Journalism, then, often becomes an ego-driven industry. Much like hip-hop. And just like rappers, journalists who screw up get hammered. Not only does the mistake-maker get the facts wrong, but it becomes front-page news! For days! Justified or not, it’s almost sickening how much satisfaction journalists get from exposing one of their own. It gives them a feeling of intellectual superiority, as well as a chance to harp on why they themselves are above suspicion.
It’s one thing to demand a virtuoso performance on the stage of public communication; it’s another to try to bump that person off the stage while they’re still trying to perform. Take last week’s Vermilion staff editorial. Entitled “Hit the road, Dan,” the editorial took Dan Rather and CBS News to task for its recent fudging of facts regarding Bush-related documents. Faced with evidence that memos featured on CBS proving Bush’s skittish military service were phonies, Rather apologized.
Last week’s editorial compared Rather’s case to that of Jayson Blair, the recently disgraced New York Times journalist who made up articles. I find it surprising that a journalism student would make such a silly comparison; if her professor accused her of making up quotes, when in fact she recalled the information correctly but it turned out to be wrong, there’s no question she’d explode. Wouldn’t anyone?

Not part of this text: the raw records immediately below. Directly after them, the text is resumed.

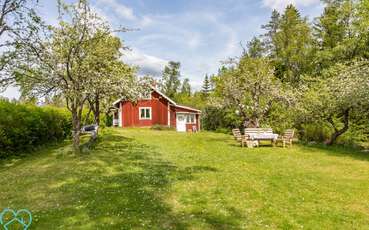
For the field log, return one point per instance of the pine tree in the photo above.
(271, 29)
(170, 80)
(292, 46)
(186, 87)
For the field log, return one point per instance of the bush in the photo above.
(24, 127)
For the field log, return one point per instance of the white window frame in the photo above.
(146, 97)
(144, 118)
(194, 118)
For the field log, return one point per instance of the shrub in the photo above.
(24, 127)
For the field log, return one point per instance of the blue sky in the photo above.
(198, 33)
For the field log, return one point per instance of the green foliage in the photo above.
(206, 87)
(171, 79)
(24, 127)
(186, 87)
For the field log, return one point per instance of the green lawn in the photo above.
(143, 179)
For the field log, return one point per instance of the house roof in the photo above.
(163, 95)
(167, 98)
(189, 108)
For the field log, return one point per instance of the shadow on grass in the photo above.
(120, 184)
(339, 151)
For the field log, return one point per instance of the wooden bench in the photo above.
(90, 129)
(287, 137)
(244, 139)
(259, 134)
(238, 136)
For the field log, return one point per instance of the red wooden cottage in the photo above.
(156, 109)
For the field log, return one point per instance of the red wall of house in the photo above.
(159, 112)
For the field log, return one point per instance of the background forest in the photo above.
(312, 76)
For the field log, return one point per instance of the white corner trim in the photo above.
(163, 95)
(139, 113)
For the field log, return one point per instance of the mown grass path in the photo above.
(143, 179)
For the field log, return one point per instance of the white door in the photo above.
(181, 122)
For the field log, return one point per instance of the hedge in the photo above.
(25, 127)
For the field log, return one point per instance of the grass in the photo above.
(145, 179)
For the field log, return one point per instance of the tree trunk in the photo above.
(76, 123)
(97, 110)
(339, 132)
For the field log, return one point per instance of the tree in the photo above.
(112, 78)
(63, 59)
(334, 99)
(251, 90)
(268, 38)
(13, 13)
(186, 87)
(289, 44)
(255, 48)
(206, 87)
(171, 79)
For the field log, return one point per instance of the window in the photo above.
(190, 118)
(145, 113)
(145, 95)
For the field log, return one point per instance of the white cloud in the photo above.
(281, 4)
(149, 65)
(118, 8)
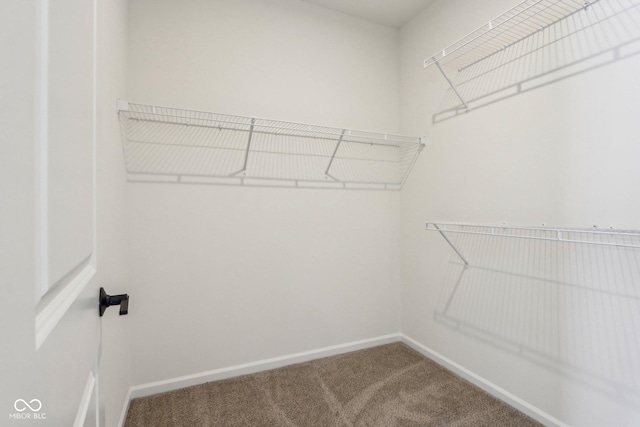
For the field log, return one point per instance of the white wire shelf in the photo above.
(175, 145)
(529, 44)
(597, 237)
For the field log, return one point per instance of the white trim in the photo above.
(125, 409)
(258, 366)
(50, 315)
(42, 153)
(89, 390)
(496, 391)
(94, 135)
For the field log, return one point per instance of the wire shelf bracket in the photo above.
(531, 44)
(172, 145)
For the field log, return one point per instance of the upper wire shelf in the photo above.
(529, 44)
(176, 145)
(597, 237)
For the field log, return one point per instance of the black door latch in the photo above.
(109, 300)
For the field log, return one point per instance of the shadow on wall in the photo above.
(570, 307)
(600, 34)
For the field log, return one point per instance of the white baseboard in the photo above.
(125, 409)
(484, 384)
(258, 366)
(278, 362)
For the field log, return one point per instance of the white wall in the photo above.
(225, 276)
(111, 187)
(563, 155)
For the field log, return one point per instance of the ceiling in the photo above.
(394, 13)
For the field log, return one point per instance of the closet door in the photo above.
(49, 315)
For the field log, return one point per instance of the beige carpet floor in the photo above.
(390, 385)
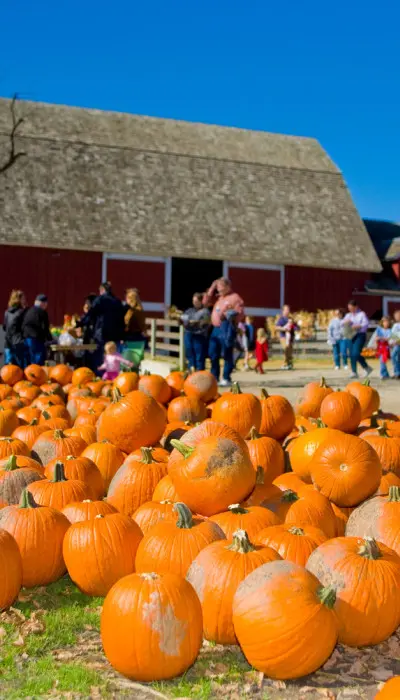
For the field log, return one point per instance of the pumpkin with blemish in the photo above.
(151, 626)
(100, 551)
(216, 574)
(284, 620)
(365, 575)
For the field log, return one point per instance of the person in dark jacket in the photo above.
(36, 330)
(14, 346)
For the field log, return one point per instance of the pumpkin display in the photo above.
(170, 546)
(252, 519)
(311, 398)
(215, 575)
(151, 626)
(346, 469)
(239, 411)
(378, 518)
(59, 491)
(39, 532)
(267, 453)
(135, 481)
(201, 385)
(365, 574)
(134, 421)
(285, 592)
(292, 543)
(10, 569)
(341, 410)
(78, 511)
(155, 386)
(212, 475)
(100, 551)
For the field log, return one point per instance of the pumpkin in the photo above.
(165, 491)
(14, 479)
(186, 408)
(61, 374)
(252, 519)
(126, 382)
(8, 421)
(56, 444)
(81, 469)
(346, 469)
(239, 411)
(387, 449)
(170, 547)
(39, 532)
(155, 386)
(135, 481)
(365, 575)
(151, 626)
(341, 411)
(277, 418)
(311, 398)
(215, 575)
(134, 421)
(59, 491)
(107, 458)
(11, 374)
(379, 518)
(212, 475)
(367, 397)
(35, 374)
(284, 620)
(100, 551)
(290, 542)
(151, 513)
(29, 432)
(201, 385)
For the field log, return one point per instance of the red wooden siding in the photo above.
(66, 276)
(257, 287)
(148, 277)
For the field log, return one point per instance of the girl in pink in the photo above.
(113, 361)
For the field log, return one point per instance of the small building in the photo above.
(168, 206)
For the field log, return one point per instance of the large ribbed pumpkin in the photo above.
(134, 421)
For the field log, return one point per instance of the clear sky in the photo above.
(325, 69)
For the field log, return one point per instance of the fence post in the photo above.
(182, 363)
(153, 327)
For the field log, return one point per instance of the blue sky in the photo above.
(329, 70)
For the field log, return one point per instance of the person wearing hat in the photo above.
(36, 330)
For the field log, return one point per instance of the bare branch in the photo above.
(13, 155)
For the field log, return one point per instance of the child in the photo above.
(261, 349)
(383, 336)
(113, 361)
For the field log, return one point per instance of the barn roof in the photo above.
(123, 183)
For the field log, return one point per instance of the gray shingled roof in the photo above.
(122, 183)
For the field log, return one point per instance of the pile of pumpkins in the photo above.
(237, 519)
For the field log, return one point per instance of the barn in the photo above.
(168, 206)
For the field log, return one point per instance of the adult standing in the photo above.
(14, 346)
(228, 310)
(355, 325)
(36, 330)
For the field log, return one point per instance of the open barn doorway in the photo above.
(190, 275)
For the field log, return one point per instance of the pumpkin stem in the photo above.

It’s dangerous business for a “junior journalism student” to give hell to Dan Rather over incorrect information. This assumes, of course, that this journalism undergraduate is never herself going to make a mistake in her career. Rather has been employed by CBS News since 1962. In that time, he has been known for only two major gaffes: this one and a confrontation he had with George H.W. Bush in 1988, in which they—get this—both screamed at each other! That’s two mistakes in 42 years. Not bad! I myself passed that two-mistake threshold sometime during my tenure at my middle-school newspaper. Besides, let’s face it: any Vermilion staffer who points fingers for mistakes is calling the kettle black, okay?
Such criticism is valid only when it is not accompanied by blatant partisanship. Why, for example, did the writer not refer to the case of Fox News reporter Carl Cameron, who completely made up the John Kerry manicure quotes after the first Presidential debate? Where is her outrage over that?
And witness Cameron’s network, the “fair and balanced” Fixed News, sorry, Fox News. Any outlet that makes a policy of sending e-mails to its anchors to inject pro-Bush statements in its news deserves criticism. Not the kind of self-serving criticism currently enveloping Rather, but the constructive kind that actually helps the profession and the flow in information in general.
One quote from the editorial is telling: “Most people don’t know this, but journalists have a code of ethics.” Yes, it seems that most people these days aren’t aware that journalism has any ethics. It might help the integrity of this great profession if journalists showed a little restraint and forgiveness when one of their own shows the occasional misjudgment. Now that would be ethical.